Some homeowners are armed with months of research, having scoured design magazines, home improvement television shows, the internet and friends and family who have recently renovated. They finally make the decision to move forward. It’s both an exciting time, but also a bit disconcerting.

Remodeling your kitchen is not always easy, but it is definitely worth it. After homeowners make the decision to remodel, there are certain steps we advise that they take to make the renovation process less stressful, costly and time consuming.

Creating a dream kitchen provides a great opportunity to curate what currently exists and that process will help define storage needs for the future.

The number one regret among homeowners after they have renovated their kitchen not investing enough in storage and organization.

We recommend sorting your kitchen gear into three categories:

1. Items you will need to store.

2. Items you will need to use during the renovation.

3. Items you want to recycle/donate/dispose of.

The recycle/donate/dispose of option is often most important. Homeowners should determine how many sets of dishes they actually need or want. Do you really want to keep dinnerware and serving dishes that are faded, cracked or chipped? How often to you use a saucer with your coffee cup? If never is the answer, do you really need to keep saucers?

If you have serving pieces or fine china, real silver and large pots and pans that are used occasionally — think turkey roasting pans — then determine if you can store those items in other rooms in the house to make more room in your kitchen for the items that you use daily. 

Mugs and food storage containers are additional items that most homeowners have in abundance. Many mugs have sentimental value if they were acquired from trips, art shows, etc. Determine if they are needed or wanted in your new kitchen. Also determine how many storage containers you actually use and the right sizes.  

Small appliances and cooking utensils are additional categories ripe for curation when planning a new dream kitchen. We encourage homeowners to give away the small appliances and gadgets that they don’t use or whose functionality is covered by other appliances.  

Looking toward the future and what your lifestyle is likely to be in the next three to five years and beyond can aid in the curation process. What items will you need? What items do you love and can’t part ways with and what new items will make your life that much easier and enjoyable?

After you have curated, the next step is to create a temporary kitchen in your garage, basement, utility room or other location to simplify cooking, eating and cleaning up at home during the renovation.

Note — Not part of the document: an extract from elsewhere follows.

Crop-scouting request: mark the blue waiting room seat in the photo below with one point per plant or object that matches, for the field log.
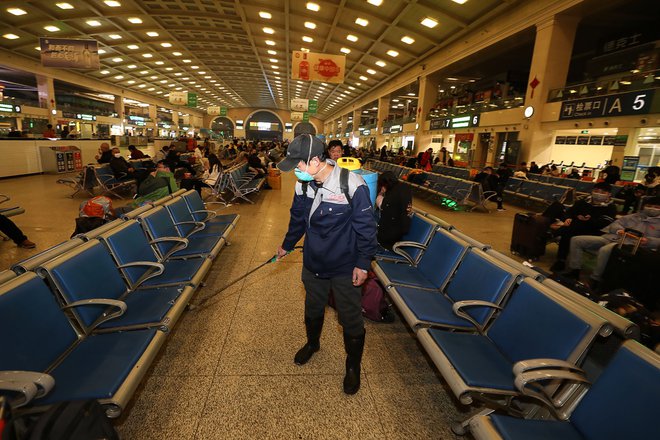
(621, 404)
(37, 337)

You will minimize the expense of dining out and ordering takeout by creating a place to cook and store groceries.

You may use a combination of the following to create a temporary kitchen: grill, microwave, hot plate camping stove, refrigerator, toaster oven, sandwich press, stick blender, pressure cooker and/or slow cooker, coffee maker, electric skillet, folding or portable tables and chairs and temporary trash and recycling bins.

Your grill, toaster oven, microwave or camping stove offer functionality comparable to an oven. A pressure cooker or slow cooker enable you to make one pot meals that can satisfy even the most finicky of palates.

If you're replacing your existing refrigerator, the renovation provides a perfect opportunity to move the fridge to the basement, garage or other location that provides additional refrigeration space.

Depending on the scope, a kitchen renovation can take several weeks to several months. Simply replacing what currently exists in the same footprint can take less time than expanding or reconfiguring space, ventilation, plumbing, electrical and structural components and systems.